After looking at the challenges involved in ensuring durability, let us see how database engines typically handle that. In general, I have seen three different approaches.

The append only model, the copy-on-write model and journaling. We discussed the append only mode a few times already, the main advantage here is that we always write to the end of the file, and we can commit (and thus make durable), but just calling fsync* on the file after we complete all the writes.

* Nitpicker corner: I’m using fsync as a general term for things like FlushFileBuffers, fdatasync, fsync, etc. I’m focused on the actual mechanics, rather than the specific proper API to use here.

There are some issues here that you need to be aware of, though. A file system (and block devices in general) will freely re-order writes as they wish, so the following bit of code:

image

May not actually do what you expect it to do. It is possible that during crash recovery, the second write was committed to disk (fully valid and functioning), but the first write was not. So if you validate just the transaction header, you’ll see that you have a valid bit of data, while the file contains some corrupted data.

The other alternative is to copy-on-write, instead of modifying the data in place, we write it (typically at the end of the file), fsync that, then point to the new location from a new file, and fsync that in turn. Breaking it apart into two fsyncs means that it is much more costly, but it also forces the file system to put explicit barriers between the operations, so it can’t reorder things. Note that you can also do that on a single file, with fsync between the two operations. But typically you use that on separate files.

Finally, we have the notion of explicit journaling. The idea is that you dedicate a specific file (or set of files), and then you can just write to them as you go along. Each transaction you write is hashed and verified, so both the header and the data can be checked at read time. And after every transaction, you’ll fsync the journal, which is how you commit the transaction.

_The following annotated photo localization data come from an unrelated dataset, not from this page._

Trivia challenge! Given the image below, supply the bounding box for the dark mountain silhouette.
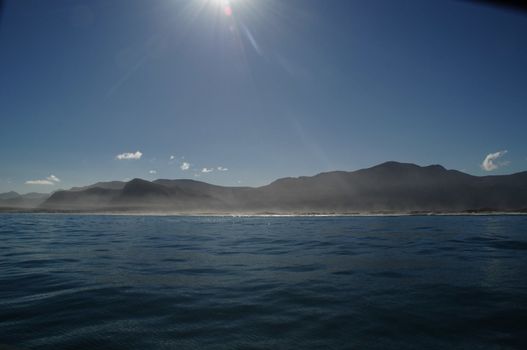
[0,191,19,200]
[0,192,50,209]
[34,161,527,213]
[2,162,526,213]
[69,181,126,191]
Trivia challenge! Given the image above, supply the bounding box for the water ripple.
[0,214,526,349]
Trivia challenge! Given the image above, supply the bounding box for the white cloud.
[202,167,214,173]
[169,155,175,160]
[149,170,157,174]
[217,166,228,171]
[116,151,142,160]
[26,179,54,185]
[47,174,60,183]
[26,174,61,185]
[482,150,508,171]
[180,162,190,170]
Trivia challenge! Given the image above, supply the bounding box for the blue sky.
[1,0,526,193]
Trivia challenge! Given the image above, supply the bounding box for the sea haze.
[1,214,526,349]
[3,162,527,214]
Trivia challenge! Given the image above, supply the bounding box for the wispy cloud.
[116,151,142,160]
[180,162,190,171]
[25,179,54,185]
[168,155,179,165]
[26,174,61,186]
[47,175,60,182]
[201,168,213,173]
[482,150,508,171]
[217,166,228,171]
[149,170,157,174]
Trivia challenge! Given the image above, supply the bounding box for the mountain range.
[1,161,527,214]
[0,191,50,209]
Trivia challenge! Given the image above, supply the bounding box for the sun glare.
[212,0,234,16]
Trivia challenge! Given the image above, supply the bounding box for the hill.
[34,161,527,214]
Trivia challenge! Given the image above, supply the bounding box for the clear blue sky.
[1,0,526,193]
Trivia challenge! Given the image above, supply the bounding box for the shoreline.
[1,208,527,217]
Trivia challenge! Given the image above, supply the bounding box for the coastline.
[1,208,527,217]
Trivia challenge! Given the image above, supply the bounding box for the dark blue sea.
[1,214,527,349]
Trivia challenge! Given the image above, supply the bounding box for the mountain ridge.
[2,162,527,213]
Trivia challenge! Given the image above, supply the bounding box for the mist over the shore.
[2,162,527,214]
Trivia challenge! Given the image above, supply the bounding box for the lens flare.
[214,0,233,16]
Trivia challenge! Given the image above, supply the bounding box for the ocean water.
[1,214,527,349]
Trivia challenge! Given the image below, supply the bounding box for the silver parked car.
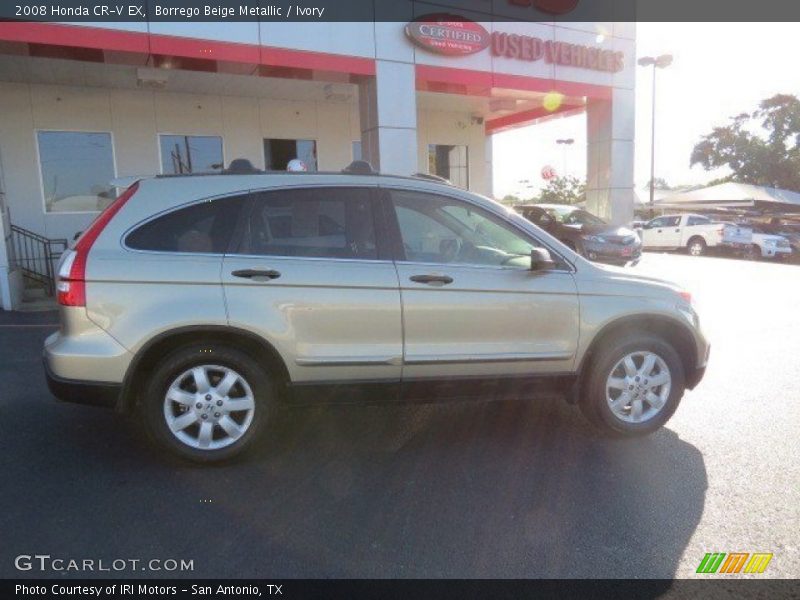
[45,162,709,462]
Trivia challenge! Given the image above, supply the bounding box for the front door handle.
[410,274,453,285]
[675,228,680,232]
[231,268,281,280]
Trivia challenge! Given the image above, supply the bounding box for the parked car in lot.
[516,204,642,266]
[45,162,709,462]
[758,219,800,259]
[641,213,745,256]
[742,224,793,261]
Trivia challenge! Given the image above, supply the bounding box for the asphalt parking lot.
[1,253,798,579]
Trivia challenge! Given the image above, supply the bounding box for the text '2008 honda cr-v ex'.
[44,161,709,463]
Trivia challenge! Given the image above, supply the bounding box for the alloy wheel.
[163,365,255,450]
[606,351,672,424]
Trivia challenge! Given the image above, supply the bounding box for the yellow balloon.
[542,92,564,112]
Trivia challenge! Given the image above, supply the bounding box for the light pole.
[638,54,673,210]
[555,138,574,177]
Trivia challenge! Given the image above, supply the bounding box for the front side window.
[428,144,468,188]
[241,187,376,260]
[391,190,535,268]
[159,135,223,175]
[37,131,116,213]
[125,195,246,253]
[264,139,318,171]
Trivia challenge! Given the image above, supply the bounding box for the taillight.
[57,181,139,307]
[678,290,693,305]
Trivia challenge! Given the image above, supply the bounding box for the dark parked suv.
[517,204,642,266]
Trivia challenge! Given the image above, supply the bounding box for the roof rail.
[342,160,376,175]
[226,158,262,174]
[412,172,453,185]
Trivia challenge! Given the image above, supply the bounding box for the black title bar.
[3,0,800,22]
[5,579,800,600]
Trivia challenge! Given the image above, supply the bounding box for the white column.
[484,133,494,197]
[0,203,23,311]
[586,87,635,225]
[358,60,418,176]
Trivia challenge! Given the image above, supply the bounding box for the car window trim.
[378,184,575,273]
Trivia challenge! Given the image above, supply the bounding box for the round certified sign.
[405,14,491,56]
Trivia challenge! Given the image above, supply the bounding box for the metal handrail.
[10,223,68,297]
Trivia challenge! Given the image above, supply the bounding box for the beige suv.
[44,162,709,462]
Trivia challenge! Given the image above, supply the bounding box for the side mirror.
[530,247,557,271]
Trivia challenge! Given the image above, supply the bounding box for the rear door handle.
[231,268,281,280]
[410,274,453,285]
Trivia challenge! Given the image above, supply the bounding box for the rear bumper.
[44,356,120,408]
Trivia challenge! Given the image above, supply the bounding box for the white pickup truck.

On database startup, you read the journal file and apply all the valid transactions, until you reach the end of the file or a transaction that doesn’t match its hash, at which point you know that it wasn’t committed properly. In this case, a transaction is the set of operations that needs to be applied to the data file in order to sync it with the state it had before the restart. That can be modifying a single value, or atomically changing a whole bunch of records.

I like journal files because they allow me to do several nice tricks. Again, we can pre-allocate them in advance, which means that we suffer much less from fragmentation, but more importantly, most of the writes in journal systems are done at the same location (one after another), so we get the benefit of having sequential writes, which is pretty much the best thing ever to getting good performance from the hard disk.

There are things that I’m skipping, of course, append only or copy on write typically write to the data file, which means that you can’t do much there, you need the data available. But a journal file is rarely read, so you can do things like compress the data to the file on the fly, and reduce the I/O costs that you are going to pay. Other things that you can do is release the transaction lock before you actually write to the journal file, let the next transaction start, but not confirm the current transaction to the user until the disk let us know that the write has completed. That way, we can parallelize the costly part of the old transaction (I/O to disk) with the compute bound portion of the new transaction, gaining something in the meantime.

This is typically called early lock release, and while we played with it, we didn’t really see good numbers here to actually implement it for production.